Neurites, the essential extensions of neurons, play a crucial role in the complex information processing that underpins the nervous system.
These branching projections, comprising axons and dendrites, facilitate communication between neurons and their target cells, enabling neurodevelopment, neuroplasticity, and neurological function.
Studying neurite development, morphology, and optimization is vital for advancing our understanding of the nervous system.
Researchers can leverage AI-driven platforms like PubCompare.ai to locate, compare, and optimize neurites research protocols from literature, preprints, and patents.
This enhances reproducibility and accuracy in this critical area of neuroscience.
Neurite research often involves the use of specialized tools and reagents, such as Neurobasal medium, Poly-L-lysine, and Lipofectamine 2000, to support cell growth and transfection.
Fetal bovine serum (FBS) and Penicillin/Streptomycin are also commonly used to supplement culture media and prevent contamination.

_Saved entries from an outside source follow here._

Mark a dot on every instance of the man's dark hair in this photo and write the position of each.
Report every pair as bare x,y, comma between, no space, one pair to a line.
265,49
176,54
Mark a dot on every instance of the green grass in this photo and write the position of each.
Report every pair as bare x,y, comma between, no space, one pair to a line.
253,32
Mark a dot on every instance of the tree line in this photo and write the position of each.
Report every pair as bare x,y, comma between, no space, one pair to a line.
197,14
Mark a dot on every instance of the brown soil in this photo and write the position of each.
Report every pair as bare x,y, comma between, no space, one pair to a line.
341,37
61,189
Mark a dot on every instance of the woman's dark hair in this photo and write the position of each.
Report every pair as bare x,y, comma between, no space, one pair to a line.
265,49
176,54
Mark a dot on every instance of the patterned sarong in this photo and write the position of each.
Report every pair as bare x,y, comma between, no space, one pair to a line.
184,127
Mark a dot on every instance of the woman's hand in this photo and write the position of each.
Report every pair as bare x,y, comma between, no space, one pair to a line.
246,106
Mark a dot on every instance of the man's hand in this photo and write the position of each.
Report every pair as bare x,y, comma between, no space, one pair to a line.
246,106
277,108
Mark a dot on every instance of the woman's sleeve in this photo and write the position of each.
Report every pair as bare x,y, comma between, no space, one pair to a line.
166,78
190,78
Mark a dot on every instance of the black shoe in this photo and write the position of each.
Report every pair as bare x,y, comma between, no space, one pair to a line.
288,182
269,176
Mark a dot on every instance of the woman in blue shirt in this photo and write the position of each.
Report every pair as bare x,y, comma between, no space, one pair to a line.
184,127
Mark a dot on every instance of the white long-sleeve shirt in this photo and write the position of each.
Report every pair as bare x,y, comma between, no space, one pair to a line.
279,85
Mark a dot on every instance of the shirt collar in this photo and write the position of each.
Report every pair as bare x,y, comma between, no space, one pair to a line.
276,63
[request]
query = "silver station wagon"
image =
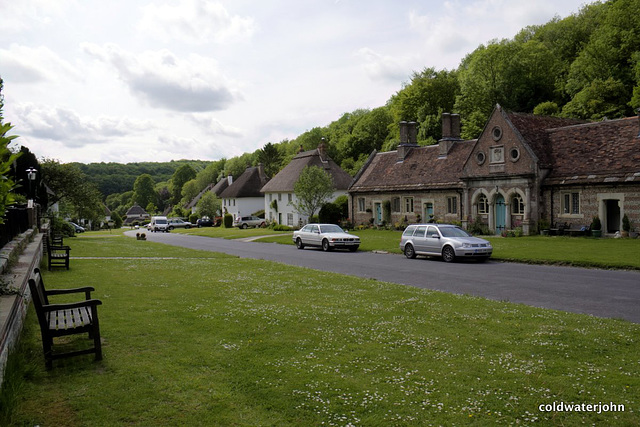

Computational software like MATLAB, along with image analysis tools like Triton X-100, Prism 6, and MetaMorph, are essential for quantifying and optimizing neurite morphology and development.
By harnessing the power of AI-driven platforms and leveraging a wide range of research tools and techniques, scientists can unlock new insights into the complex world of neurites and drive advancements in our understanding of the nervous system and its disorders.
Stay curious and keep exploring the fascinating realm of neurite research!